The Evolution of Data Management Systems

Over time, Data has been the centre of almost everything we experience and consume.

Data is being considered the new currency, oxygen, oil, etc., for our modern, consumer-driven world.

In our data-centric world, the very fabric of data storage, processing, and retrieval has undergone a profound transformation. These changes have not only birthed new types of users and use cases but have also spurred the development of new technologies.

Today, we find ourselves in a world where data is king, let’s delve into how data systems evolved.

Don’t worry; I will not go back to the 19th century; somewhat, I will limit myself to 1960(s) onwards.

Hierarchical Database & model (1960 – 1970)

A diagram of a family

Banking systems around 1960 -1970(s) primarily used Hierarchical data systems, which were also used in mainframe systems to manage data for IMS Information management systems.

Inventory management also uses this data model to manage product categories, subcategories, SKU management, etc.

This kind of data model organizes data in a tree/hierarchical structure, establishing parent-child relationships (esp. One-to-Many relationships)

This data model works with structured data & top-down approach adopted for information retrieval.

Ideally, this kind of model works with complex data structures, especially, and helps maintain and retrieve information with hierarchical relationships, such as Family structures, Organizational structures, product categories, etc.

During the pivotal years of 1960s-1970s, IBM IMS (Information Management Systems) stood as the primary player in this field, shaping the landscape of data management.

Even today, a hierarchical data model is used for information retrieval standards like XML, HTML, etc., to work with web data and exchange data across systems.

Network Database & model.

A diagram of product categories

Around the same time, in the 1960s- 1970s, the Network Database came into the picture as an extension of the hierarchical model discussed above. Charles Bachman developed a Navigational database/ Network data model while working with General Electric (The division later became Honeywell Information Systems). GE popularized the Network database as IDS (Integrated Data Store)

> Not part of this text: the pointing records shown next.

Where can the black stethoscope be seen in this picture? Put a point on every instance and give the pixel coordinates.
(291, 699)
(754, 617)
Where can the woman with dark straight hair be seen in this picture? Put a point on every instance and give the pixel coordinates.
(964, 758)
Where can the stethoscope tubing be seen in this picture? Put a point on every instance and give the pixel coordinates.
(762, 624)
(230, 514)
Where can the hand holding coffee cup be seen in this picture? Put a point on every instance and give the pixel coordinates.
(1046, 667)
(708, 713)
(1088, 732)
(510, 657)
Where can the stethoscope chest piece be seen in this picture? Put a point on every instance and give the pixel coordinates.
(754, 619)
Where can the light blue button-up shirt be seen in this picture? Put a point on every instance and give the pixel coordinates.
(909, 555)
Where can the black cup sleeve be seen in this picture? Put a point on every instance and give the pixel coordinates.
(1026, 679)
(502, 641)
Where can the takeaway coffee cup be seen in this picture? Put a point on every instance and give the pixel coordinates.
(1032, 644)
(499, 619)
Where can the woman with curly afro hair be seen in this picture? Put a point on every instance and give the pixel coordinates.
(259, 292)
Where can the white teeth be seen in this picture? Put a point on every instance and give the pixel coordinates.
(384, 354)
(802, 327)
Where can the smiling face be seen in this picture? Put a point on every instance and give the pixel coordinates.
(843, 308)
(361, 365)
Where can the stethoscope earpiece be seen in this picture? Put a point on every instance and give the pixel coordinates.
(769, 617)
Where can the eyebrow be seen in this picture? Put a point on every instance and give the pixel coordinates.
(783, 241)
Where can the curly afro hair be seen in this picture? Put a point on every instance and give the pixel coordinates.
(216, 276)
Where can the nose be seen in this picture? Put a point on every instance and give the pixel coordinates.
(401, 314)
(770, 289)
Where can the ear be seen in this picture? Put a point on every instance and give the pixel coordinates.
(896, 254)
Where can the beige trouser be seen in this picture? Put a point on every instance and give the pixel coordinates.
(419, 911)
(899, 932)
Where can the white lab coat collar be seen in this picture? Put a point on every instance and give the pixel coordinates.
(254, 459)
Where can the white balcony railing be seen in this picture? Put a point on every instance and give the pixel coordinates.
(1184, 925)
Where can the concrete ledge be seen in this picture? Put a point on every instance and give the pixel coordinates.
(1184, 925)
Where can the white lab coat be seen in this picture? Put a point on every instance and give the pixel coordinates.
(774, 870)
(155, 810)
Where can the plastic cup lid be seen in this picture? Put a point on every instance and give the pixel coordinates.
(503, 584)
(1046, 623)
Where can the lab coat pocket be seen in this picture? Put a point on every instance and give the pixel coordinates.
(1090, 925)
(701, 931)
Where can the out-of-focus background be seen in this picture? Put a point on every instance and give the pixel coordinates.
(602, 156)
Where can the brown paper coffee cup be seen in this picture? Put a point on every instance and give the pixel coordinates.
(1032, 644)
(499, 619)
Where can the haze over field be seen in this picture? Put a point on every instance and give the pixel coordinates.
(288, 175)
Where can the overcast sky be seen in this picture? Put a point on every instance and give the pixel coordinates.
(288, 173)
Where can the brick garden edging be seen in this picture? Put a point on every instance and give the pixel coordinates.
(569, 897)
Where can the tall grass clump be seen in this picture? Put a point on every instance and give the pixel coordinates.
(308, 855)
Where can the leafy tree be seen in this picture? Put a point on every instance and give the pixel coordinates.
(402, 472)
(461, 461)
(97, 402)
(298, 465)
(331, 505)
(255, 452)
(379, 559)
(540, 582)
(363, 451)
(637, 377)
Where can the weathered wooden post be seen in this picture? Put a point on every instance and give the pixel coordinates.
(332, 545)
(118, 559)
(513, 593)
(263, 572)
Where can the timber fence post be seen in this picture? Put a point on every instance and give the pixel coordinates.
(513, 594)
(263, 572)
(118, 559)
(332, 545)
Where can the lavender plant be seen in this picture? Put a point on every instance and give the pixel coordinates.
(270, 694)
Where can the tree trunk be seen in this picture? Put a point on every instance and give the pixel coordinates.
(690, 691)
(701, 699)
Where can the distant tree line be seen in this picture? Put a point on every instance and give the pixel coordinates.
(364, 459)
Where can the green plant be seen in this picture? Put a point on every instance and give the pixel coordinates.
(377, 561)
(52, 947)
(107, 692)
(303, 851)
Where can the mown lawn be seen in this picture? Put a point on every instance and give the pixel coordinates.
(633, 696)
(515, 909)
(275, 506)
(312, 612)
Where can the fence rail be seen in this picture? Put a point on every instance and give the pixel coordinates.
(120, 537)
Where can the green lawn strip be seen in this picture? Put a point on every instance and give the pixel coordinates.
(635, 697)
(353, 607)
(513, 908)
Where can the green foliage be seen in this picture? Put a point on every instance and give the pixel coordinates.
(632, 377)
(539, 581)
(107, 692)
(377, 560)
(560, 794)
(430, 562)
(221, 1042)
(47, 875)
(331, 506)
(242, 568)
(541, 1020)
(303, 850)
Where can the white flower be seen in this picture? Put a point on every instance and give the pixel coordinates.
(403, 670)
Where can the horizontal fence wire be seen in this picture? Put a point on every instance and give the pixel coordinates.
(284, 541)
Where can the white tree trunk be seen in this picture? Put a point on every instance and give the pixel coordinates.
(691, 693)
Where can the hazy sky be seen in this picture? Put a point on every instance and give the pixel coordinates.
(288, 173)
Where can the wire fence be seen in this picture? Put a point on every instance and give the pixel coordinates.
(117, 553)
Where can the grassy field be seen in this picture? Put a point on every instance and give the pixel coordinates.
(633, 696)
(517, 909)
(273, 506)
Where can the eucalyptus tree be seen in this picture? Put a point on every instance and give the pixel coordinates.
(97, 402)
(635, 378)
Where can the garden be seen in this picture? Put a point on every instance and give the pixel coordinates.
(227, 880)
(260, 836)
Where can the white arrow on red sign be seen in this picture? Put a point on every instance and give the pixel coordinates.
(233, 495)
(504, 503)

The thought process for the Network data model was similar to that of the Hierarchical model, but it had a different philosophy. This data model focused on entity-relationship.

Network models could deal with more complex data structures.

Unlike the Hierarchical model where the structure converges to a single root, the Network model allows for multiple parents for a single object, thereby showcasing relationships among different entities in a business process.

(It supported Many-to-Many Relationships.) Pointers and links were used to indicate relationships, and it was more suited for complex data relationships and scientific applications.

Airline Management Systems & Telecommunications primarily adopted this data system during the 70s.

Though it was blessed by the CODASYL group (Committee on Data Systems Language), IBM did not accept IDS as a replacement for their product IMS and did not accept the Network data model for extending the capability of IMS as the concept differed, even though IDS was IBM Mainframe compatible.

Eventually, around the 1970s and early 1980s, with the advent of Relational Databases, the Network database system lost its charm.

Relational database & model:

British computer Scientist Edgar F. Codd, who worked with IBM in the 1960s, worked heavily with data systems using Hierarchical and network data systems.

He always had a concern about both data models mentioned above, as they offered little to no data searching capability and were not query-supportive. He started thinking of a novel or different method to store and process data with reliability and easy-to-learn language instead of training heavy query language.

In his 1970 paper, “A Relational Model of Data for Large Shared Data Banks,” he expressed his idea on how a relational model can be established across different entities in the business process (It follows Entity Relation and follows the ACID approach for reliability, deals with structured data, and mainly has a query language associated with it).

The working philosophy differed from its predecessors (Hierarchical & Network databases).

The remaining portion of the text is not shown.